Inoltre, l’accertata – da parte del giudice di merito – situazione sostanzialmente stabile, dal punto di vista della violenza e degli scontri armati, nella regione di provenienza dell’istante, e che ha indotto la Corte di merito a denegare la protezione sussidiaria, non impedirebbe di certo al medesimo, stante la sua giovane età e le sue buone condizioni di salute, il reinserimento sociale e lavorativo nel suo Paese.

Giova aggiungere che le Sezioni Unite di questa Corte, nella recente sentenza n. 29460/2019, hanno ribadito, in motivazione, l’orientamento di questo giudice di legittimità in ordine al “rilievo centrale alla vantazione comparativa tra il grado d’integrazione effettiva nel nostro paese è la situazione soggettiva e oggettiva del richiedente nel paese di origine, al fine di verificare se ii rimpatrio possa determinare la privazione della titolarità dell’esercizio dei diritti umani, al di sotto del nucleo ineliminabile e costitutivo della dignità personale”, rilevando che “non può, peraltro, essere riconosciuto al cittadino straniero il diritto al permesso di soggiorno per motivi umanitari considerando, isolatamente e astrattamente, il suo livello di integrazione in Italia, nè il diritto può essere affermato in considerazione del contesto di generale e non specifica compromissione dei diritti umani accertato in relazione al paese di provenienza (Cass. 28 giugno 2018, n. 17072)”, in quanto, così facendo, “si prenderebbe altrimenti in considerazione non già la situazione particolare del singolo soggetto, ma piuttosto quella del suo paese di origine, in termini del tutto generali ed astratti, di per sè inidonea ai riconoscimento della protezione umanitaria “.

4. Per tutto quanto sopra esposto, Va dichiarato inammissibile il ricorso. Non v’è luogo a provvedere sulle spese processuali, non avendo l’intimato svolto attività difensiva.

PQM

La corte dichiara inammissibile il ricorso.

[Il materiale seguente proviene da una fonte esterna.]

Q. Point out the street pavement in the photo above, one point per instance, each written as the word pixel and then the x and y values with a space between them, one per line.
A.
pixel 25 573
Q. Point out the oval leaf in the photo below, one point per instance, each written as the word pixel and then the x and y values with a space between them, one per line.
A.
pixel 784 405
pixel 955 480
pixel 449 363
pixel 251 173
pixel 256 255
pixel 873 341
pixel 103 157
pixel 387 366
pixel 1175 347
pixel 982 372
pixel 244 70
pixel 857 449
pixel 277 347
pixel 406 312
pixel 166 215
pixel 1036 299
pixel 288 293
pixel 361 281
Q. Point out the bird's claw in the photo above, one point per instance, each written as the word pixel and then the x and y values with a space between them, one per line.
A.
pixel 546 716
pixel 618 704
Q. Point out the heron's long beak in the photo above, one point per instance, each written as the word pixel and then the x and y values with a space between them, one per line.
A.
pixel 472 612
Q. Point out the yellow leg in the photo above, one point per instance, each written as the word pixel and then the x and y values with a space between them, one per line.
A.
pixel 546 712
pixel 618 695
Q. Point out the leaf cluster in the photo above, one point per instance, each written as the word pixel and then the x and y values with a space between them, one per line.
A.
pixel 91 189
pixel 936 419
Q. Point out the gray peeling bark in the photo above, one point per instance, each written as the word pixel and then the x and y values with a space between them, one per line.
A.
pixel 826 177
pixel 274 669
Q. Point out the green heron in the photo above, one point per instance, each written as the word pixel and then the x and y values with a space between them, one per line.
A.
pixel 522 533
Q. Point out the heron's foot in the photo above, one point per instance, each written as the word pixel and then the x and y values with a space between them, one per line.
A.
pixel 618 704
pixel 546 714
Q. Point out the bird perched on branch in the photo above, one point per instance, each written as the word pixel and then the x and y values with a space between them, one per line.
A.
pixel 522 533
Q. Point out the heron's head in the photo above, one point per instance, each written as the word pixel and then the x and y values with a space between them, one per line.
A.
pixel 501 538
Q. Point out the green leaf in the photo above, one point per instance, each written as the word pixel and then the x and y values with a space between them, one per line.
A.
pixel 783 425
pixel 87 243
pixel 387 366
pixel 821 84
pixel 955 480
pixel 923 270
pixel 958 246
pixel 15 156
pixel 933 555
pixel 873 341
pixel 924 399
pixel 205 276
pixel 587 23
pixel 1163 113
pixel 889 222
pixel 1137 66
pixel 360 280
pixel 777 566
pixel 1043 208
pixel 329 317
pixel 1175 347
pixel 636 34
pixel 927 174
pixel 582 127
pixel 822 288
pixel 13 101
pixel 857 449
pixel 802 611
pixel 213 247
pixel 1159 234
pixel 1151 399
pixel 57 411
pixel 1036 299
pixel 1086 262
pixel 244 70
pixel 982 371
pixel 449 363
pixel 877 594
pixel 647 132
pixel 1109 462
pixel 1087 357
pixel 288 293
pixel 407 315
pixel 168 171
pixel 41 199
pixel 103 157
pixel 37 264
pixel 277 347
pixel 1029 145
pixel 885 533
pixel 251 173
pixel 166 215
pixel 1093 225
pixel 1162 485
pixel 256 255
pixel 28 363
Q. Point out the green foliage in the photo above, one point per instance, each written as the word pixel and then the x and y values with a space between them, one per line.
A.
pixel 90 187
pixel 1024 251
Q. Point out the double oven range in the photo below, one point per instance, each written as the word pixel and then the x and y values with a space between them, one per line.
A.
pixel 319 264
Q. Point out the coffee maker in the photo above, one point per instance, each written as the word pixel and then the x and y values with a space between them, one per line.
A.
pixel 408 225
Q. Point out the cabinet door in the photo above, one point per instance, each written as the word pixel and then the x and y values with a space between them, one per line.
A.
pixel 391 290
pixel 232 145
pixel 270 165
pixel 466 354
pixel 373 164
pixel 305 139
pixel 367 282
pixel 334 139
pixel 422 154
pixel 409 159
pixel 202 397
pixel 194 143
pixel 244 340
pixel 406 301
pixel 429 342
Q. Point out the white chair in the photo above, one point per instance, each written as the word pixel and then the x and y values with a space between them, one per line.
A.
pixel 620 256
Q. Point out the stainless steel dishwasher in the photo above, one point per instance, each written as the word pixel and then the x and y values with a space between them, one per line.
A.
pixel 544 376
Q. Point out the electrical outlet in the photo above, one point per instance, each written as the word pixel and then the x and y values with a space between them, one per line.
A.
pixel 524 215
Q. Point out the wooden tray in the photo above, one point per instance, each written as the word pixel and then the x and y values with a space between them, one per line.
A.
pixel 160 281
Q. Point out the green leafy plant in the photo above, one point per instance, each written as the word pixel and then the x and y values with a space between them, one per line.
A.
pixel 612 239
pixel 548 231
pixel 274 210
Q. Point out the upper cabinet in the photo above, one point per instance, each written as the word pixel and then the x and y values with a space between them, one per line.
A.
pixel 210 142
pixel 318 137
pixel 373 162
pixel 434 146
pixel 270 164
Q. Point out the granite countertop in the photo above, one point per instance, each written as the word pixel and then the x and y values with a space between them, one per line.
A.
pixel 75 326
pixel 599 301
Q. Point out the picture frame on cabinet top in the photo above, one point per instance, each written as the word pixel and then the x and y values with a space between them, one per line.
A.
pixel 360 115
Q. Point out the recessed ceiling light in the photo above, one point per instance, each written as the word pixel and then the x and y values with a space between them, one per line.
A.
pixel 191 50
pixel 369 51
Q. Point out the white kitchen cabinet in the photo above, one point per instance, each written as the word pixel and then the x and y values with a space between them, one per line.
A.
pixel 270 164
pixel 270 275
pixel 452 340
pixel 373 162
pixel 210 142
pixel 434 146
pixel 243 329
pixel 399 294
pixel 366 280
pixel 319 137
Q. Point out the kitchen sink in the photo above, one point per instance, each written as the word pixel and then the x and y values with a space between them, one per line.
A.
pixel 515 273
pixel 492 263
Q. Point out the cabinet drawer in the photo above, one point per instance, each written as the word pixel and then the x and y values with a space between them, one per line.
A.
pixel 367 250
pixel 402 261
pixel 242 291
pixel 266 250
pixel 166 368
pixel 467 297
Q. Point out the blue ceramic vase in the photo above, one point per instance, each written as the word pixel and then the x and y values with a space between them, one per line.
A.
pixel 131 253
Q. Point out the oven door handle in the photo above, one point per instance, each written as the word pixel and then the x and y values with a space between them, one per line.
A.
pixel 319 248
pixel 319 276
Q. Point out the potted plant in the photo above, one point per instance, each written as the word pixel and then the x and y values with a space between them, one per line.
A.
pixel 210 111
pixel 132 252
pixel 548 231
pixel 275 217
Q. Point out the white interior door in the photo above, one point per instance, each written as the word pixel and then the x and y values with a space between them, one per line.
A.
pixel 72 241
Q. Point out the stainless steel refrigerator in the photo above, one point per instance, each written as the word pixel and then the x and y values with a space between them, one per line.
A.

Ai sensi del D.P.R. n. 115 del 2002, art. 13, comma 1 quater, da atto della ricorrenza dei presupposti processuali per il versamento da parte del ricorrente dell’importo a titolo di contributo unificato, pari a quello dovuto per il ricorso, ove dovuto, a norma dello stesso art. 13, comma 1 bis.

Così deciso in Roma, nella Camera di consiglio, il 17 novembre 2020.